Since the beginning of recorded time men have been visited by dreams.
Sometimes these dreams become imperative. The boundary between the condition of hope and the necessity of will proved porous in the 20th century. The politics, once the province of ordinary life became transcendent. Suddenly people didn't want just the letters delivered or the peace kept. They wanted more than the boring functions of government; they wanted "living space" and "paradises on earth" and free this, free that. They followed men who promised to give it them. Politics became part of an 'unutterable vision' without which the world could not be allowed to continue.
And like a mirage the Dream -- at least for millions in the 20th century -- vanished. Just like that.
At the end what the Children of the Dream wanted most were a roof; a warm room; and the 101st Airborne to protect them by the lullaby of sounds once familiar before they were in our sophistication pawned to pay for our visions.

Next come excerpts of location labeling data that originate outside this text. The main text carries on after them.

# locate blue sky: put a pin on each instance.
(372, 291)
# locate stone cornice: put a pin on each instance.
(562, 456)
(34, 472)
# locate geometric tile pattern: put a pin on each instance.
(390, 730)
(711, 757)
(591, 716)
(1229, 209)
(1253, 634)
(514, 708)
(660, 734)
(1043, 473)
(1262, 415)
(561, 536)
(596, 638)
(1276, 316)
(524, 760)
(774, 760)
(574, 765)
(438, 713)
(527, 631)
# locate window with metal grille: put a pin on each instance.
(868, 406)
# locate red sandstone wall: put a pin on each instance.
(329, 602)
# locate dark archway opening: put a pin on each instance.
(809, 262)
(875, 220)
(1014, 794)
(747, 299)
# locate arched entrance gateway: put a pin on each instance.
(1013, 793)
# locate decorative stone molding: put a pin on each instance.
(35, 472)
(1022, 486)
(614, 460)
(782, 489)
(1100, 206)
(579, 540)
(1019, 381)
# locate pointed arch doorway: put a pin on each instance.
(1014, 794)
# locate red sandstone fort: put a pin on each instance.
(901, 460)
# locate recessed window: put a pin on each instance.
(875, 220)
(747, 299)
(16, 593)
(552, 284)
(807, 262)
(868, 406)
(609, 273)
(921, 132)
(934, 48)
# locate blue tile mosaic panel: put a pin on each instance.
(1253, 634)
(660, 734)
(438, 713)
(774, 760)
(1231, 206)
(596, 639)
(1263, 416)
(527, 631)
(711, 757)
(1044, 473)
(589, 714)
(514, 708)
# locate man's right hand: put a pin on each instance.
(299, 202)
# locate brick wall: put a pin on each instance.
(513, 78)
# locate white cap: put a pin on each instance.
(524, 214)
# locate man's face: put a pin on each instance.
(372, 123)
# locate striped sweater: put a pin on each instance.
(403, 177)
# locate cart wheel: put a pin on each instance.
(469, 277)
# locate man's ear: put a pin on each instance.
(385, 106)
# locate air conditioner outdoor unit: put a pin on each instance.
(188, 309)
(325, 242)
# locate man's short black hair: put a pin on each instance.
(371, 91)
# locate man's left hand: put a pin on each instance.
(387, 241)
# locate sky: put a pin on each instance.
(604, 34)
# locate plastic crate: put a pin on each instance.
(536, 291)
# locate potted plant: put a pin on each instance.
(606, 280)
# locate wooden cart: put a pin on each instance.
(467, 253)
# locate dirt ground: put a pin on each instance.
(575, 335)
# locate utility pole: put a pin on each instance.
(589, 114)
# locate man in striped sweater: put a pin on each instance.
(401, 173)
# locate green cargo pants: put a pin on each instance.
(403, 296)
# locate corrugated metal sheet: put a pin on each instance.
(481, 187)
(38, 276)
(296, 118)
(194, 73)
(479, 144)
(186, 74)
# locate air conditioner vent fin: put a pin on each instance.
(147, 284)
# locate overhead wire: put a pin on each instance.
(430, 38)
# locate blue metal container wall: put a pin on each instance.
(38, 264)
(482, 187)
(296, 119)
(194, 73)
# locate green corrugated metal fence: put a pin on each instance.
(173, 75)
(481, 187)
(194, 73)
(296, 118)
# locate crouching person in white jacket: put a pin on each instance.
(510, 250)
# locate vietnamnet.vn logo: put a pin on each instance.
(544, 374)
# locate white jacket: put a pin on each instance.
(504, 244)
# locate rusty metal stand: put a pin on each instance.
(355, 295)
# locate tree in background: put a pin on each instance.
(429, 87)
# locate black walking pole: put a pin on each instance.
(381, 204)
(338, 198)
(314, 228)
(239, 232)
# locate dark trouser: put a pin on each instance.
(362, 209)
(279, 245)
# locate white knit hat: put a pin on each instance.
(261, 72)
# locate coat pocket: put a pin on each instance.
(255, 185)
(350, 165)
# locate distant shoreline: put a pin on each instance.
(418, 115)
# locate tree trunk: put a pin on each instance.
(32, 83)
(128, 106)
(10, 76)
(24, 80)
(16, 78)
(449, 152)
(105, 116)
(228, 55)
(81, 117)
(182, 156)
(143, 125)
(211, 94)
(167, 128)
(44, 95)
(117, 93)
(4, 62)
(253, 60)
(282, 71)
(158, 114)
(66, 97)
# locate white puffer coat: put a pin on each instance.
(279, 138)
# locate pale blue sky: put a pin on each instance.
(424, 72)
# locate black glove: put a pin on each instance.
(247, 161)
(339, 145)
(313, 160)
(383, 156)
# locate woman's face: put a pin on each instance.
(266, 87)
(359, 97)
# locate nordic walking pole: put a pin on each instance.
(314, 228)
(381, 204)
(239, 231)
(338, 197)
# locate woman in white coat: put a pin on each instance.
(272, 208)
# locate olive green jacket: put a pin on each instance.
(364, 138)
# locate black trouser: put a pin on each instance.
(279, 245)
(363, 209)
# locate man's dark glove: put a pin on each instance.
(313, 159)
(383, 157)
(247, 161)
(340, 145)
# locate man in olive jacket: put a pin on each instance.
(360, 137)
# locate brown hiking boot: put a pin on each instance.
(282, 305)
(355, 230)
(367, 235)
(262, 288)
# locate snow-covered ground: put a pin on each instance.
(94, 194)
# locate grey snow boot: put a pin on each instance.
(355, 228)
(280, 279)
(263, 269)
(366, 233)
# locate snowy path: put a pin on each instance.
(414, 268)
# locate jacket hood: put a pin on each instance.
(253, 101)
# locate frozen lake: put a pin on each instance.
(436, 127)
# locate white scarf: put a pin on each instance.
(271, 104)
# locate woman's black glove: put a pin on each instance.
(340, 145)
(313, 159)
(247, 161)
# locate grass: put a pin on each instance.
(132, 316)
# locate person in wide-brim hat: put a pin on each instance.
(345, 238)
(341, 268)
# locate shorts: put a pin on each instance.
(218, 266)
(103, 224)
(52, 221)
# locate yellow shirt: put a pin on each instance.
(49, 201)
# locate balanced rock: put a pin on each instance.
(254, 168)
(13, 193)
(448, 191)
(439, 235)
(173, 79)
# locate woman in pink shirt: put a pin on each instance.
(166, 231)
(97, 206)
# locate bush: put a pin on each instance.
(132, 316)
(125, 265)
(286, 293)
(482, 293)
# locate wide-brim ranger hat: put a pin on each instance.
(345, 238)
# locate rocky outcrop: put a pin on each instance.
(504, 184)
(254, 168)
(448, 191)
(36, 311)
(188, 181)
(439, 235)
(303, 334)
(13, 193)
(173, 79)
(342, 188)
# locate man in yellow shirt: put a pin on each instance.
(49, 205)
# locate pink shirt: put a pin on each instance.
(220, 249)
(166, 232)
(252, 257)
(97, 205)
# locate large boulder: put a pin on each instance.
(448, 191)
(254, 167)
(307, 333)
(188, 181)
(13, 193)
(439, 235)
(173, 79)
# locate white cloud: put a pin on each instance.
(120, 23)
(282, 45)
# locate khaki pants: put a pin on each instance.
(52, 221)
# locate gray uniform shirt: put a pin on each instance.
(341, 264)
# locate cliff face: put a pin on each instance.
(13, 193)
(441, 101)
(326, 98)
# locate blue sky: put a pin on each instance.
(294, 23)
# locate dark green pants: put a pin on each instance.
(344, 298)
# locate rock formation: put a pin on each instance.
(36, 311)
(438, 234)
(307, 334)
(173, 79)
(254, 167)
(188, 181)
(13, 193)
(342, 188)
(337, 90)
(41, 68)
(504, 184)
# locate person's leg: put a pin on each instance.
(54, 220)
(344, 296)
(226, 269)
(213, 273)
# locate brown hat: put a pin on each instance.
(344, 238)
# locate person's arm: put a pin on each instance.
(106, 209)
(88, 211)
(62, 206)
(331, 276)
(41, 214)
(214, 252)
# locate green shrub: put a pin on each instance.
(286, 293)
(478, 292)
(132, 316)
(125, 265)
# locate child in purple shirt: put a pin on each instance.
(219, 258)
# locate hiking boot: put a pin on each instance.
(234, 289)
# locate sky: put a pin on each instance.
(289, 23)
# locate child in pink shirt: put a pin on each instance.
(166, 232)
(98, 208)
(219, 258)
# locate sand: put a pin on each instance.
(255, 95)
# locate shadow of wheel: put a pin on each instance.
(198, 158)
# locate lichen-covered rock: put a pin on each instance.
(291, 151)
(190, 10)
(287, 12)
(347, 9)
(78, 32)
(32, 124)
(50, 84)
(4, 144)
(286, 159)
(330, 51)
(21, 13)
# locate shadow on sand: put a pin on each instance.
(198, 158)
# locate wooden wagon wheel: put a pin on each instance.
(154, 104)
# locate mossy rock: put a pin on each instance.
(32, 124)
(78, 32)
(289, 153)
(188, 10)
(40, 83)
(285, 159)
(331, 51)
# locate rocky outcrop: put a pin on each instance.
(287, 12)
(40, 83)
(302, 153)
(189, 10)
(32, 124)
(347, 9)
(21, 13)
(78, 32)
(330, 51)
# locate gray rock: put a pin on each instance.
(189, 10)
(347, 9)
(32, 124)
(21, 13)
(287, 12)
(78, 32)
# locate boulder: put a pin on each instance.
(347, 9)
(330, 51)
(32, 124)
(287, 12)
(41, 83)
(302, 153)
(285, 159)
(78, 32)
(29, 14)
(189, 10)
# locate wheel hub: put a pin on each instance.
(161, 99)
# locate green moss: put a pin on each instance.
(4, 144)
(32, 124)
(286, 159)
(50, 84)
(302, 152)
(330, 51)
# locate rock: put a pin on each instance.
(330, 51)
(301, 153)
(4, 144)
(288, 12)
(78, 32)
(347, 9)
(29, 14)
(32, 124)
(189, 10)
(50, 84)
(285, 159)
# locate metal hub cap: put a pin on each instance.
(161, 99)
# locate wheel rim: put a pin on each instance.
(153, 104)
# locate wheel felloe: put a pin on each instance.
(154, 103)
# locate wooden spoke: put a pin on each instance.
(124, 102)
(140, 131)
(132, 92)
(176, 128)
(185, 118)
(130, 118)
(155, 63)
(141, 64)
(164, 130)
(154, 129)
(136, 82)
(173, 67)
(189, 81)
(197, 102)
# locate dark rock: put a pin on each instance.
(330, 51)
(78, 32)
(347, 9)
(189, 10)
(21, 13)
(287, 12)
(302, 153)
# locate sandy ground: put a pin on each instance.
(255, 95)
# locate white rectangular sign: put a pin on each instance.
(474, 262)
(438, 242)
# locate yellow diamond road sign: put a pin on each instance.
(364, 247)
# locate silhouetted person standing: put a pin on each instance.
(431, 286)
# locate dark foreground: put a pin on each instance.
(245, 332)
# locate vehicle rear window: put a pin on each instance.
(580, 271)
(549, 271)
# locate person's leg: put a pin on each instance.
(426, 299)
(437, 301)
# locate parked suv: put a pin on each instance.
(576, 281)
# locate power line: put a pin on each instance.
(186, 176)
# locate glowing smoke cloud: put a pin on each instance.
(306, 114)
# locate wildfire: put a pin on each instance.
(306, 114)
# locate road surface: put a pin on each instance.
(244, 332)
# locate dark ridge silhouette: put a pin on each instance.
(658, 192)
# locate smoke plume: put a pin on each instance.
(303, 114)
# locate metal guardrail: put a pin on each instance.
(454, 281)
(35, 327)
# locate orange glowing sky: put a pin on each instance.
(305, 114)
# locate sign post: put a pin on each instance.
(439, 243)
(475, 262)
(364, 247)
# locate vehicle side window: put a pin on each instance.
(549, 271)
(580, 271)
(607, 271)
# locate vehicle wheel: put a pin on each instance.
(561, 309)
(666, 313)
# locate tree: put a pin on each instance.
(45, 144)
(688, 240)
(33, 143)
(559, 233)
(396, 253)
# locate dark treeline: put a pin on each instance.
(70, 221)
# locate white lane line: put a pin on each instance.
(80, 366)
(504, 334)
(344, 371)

"Do you remember the Shire, Mr. Frodo? It'll be spring soon, and the orchards will be in blossom. And the birds will be nesting in the hazel thicket. And they'll be sowing the summer barley in the lower fields. And they'll be eating the first of the strawberries with cream. Do you remember the taste of strawberries?"
We will remember the Shire only when we have come within an inch of losing it or perhaps only after we have lost it. What is hope? To a spark flashing through the dark it is remembering that "for that night, we were OK".